The following example shows how logical decoding is controlled over the streaming replication protocol, using the program pg_recvlogical included in the PostgreSQL distribution. This requires that client authentication is set up to allow replication connections (see Section 26.2.5.1) and that max_wal_senders is set sufficiently high to allow an additional connection.

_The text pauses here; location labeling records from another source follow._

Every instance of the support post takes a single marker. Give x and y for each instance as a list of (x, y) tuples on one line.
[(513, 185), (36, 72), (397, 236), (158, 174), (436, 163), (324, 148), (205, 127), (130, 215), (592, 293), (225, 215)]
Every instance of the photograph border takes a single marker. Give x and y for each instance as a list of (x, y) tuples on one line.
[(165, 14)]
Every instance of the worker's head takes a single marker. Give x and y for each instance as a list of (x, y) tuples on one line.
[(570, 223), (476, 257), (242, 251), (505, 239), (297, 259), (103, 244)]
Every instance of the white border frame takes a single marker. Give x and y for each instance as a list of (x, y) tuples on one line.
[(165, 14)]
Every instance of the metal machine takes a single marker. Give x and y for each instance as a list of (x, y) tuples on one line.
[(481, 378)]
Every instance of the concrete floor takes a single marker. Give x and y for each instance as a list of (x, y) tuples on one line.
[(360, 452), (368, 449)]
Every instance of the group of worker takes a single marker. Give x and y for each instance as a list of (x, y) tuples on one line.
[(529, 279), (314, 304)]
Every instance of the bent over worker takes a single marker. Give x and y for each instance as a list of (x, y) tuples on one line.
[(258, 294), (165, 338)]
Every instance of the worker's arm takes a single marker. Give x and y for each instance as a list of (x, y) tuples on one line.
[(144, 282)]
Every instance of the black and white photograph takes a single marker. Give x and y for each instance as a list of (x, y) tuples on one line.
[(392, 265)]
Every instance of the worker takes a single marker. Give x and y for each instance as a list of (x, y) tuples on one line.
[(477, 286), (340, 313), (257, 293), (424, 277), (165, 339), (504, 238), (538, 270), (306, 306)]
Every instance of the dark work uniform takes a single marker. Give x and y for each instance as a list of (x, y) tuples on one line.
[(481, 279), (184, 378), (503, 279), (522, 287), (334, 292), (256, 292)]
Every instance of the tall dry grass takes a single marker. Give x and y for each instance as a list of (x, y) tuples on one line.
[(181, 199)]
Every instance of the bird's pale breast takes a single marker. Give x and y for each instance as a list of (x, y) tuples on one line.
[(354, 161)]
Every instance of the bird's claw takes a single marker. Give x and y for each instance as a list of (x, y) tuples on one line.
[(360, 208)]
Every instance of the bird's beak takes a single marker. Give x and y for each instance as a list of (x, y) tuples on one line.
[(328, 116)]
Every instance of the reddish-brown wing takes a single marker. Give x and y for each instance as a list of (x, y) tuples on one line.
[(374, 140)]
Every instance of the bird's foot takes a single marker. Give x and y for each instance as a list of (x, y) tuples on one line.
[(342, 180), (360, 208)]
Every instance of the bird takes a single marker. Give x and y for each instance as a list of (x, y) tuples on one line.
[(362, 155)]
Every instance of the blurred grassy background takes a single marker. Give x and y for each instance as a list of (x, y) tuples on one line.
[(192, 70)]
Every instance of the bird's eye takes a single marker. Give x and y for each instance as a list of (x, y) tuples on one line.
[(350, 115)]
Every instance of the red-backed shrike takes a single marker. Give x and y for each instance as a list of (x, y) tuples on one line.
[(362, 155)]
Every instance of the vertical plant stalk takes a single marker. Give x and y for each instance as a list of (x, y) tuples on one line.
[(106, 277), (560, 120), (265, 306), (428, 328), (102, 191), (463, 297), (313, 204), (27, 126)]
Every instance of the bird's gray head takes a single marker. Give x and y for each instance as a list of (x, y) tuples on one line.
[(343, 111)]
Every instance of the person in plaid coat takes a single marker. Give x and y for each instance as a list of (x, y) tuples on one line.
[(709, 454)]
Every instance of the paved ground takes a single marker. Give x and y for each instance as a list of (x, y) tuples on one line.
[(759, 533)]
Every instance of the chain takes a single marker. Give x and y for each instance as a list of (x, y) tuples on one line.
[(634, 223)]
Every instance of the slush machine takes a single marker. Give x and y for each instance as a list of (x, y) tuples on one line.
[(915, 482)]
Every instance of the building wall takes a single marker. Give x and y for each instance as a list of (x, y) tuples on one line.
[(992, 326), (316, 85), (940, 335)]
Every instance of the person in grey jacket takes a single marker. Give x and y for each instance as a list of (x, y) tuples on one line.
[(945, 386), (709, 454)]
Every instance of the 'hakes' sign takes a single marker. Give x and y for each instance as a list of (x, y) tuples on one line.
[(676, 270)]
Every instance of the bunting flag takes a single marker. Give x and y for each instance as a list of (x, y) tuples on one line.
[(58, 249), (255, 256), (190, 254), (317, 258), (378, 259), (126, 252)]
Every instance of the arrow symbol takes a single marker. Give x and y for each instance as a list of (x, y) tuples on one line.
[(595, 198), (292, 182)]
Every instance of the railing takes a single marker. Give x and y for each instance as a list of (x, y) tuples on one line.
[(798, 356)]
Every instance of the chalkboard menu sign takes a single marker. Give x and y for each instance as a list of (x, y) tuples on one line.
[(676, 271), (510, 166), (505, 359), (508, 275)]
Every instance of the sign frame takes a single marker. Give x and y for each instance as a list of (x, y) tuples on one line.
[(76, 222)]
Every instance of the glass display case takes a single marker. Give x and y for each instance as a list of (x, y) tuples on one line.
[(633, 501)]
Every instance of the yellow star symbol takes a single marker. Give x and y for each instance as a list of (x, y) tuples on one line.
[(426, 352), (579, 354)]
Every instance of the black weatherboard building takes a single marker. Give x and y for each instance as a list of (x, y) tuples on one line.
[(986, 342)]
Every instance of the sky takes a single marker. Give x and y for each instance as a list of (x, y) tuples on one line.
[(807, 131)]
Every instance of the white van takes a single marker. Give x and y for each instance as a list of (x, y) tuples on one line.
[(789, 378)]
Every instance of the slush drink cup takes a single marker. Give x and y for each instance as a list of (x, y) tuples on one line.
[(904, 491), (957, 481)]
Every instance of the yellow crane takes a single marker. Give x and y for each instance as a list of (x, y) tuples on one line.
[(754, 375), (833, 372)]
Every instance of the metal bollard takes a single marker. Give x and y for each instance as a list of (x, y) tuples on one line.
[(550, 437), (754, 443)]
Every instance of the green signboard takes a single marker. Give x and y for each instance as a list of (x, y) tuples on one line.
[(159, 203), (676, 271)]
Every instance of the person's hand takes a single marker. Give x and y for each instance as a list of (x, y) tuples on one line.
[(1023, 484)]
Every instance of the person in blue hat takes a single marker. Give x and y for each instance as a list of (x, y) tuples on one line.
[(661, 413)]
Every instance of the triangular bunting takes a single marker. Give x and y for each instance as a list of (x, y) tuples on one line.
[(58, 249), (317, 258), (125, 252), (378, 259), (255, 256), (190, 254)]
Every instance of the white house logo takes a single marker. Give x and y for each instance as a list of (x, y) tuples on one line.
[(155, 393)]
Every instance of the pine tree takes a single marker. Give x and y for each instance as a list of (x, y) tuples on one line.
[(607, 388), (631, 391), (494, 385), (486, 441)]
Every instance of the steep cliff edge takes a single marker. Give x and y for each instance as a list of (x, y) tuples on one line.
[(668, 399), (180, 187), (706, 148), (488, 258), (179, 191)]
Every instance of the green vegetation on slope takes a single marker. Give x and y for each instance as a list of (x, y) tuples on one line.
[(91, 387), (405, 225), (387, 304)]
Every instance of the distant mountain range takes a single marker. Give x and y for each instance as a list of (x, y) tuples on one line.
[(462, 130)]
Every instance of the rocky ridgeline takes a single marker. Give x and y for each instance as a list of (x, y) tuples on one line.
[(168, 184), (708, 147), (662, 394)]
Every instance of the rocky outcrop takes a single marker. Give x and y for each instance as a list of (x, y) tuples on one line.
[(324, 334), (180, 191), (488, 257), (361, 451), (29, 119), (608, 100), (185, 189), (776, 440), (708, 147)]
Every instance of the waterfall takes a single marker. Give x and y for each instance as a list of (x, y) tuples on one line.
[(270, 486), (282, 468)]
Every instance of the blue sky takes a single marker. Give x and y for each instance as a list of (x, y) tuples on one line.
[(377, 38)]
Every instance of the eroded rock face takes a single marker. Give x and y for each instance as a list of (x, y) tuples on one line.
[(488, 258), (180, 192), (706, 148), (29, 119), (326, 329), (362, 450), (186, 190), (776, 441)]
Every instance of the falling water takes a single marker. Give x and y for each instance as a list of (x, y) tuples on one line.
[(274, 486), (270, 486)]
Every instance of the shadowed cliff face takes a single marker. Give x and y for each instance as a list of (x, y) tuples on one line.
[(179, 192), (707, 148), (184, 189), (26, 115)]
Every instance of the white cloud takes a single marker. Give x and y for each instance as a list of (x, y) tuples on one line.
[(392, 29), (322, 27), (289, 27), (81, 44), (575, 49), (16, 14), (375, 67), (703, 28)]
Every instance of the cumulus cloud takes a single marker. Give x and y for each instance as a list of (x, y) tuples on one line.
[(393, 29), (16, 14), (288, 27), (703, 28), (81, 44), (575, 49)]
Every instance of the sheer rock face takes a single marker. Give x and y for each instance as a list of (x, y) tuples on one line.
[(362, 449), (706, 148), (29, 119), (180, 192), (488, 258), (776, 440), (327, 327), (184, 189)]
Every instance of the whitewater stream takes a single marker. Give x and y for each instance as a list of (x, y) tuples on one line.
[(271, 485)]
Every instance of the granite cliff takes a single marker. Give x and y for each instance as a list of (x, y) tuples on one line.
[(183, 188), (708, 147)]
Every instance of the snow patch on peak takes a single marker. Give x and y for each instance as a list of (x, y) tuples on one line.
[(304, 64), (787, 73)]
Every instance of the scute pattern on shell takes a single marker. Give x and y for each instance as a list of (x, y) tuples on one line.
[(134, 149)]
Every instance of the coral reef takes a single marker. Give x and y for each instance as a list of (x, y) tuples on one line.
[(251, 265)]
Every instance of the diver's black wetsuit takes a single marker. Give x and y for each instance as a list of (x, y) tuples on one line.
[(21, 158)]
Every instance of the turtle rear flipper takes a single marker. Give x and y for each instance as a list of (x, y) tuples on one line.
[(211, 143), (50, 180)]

$ pg_recvlogical -d postgres --slot=test --create-slot
$ pg_recvlogical -d postgres --slot=test --start -f -
Control+Z
$ psql -d postgres -c "INSERT INTO data(data) VALUES('4');"
$ fg
BEGIN 693
table public.data: INSERT: id[integer]:4 data[text]:'4'
COMMIT 693
Control+C
$ pg_recvlogical -d postgres --slot=test --drop-slot

Logical decoding can be used to build synchronous replication solutions with the same user interface as synchronous replication for streaming replication. To do this, the streaming replication interface (see Section 48.3) must be used to stream out data. Clients have to send Standby status update (F) (see Section 52.4) messages, just like streaming replication clients do.

Note

A synchronous replica receiving changes via logical decoding will work in the scope of a single database. Since, in contrast to that, synchronous_standby_names currently is server wide, this means this technique will not work properly if more than one database is actively used.

The pg_replication_slots view and the pg_stat_replication view provide information about the current state of replication slots and streaming replication connections respectively. These views apply to both physical and logical replication.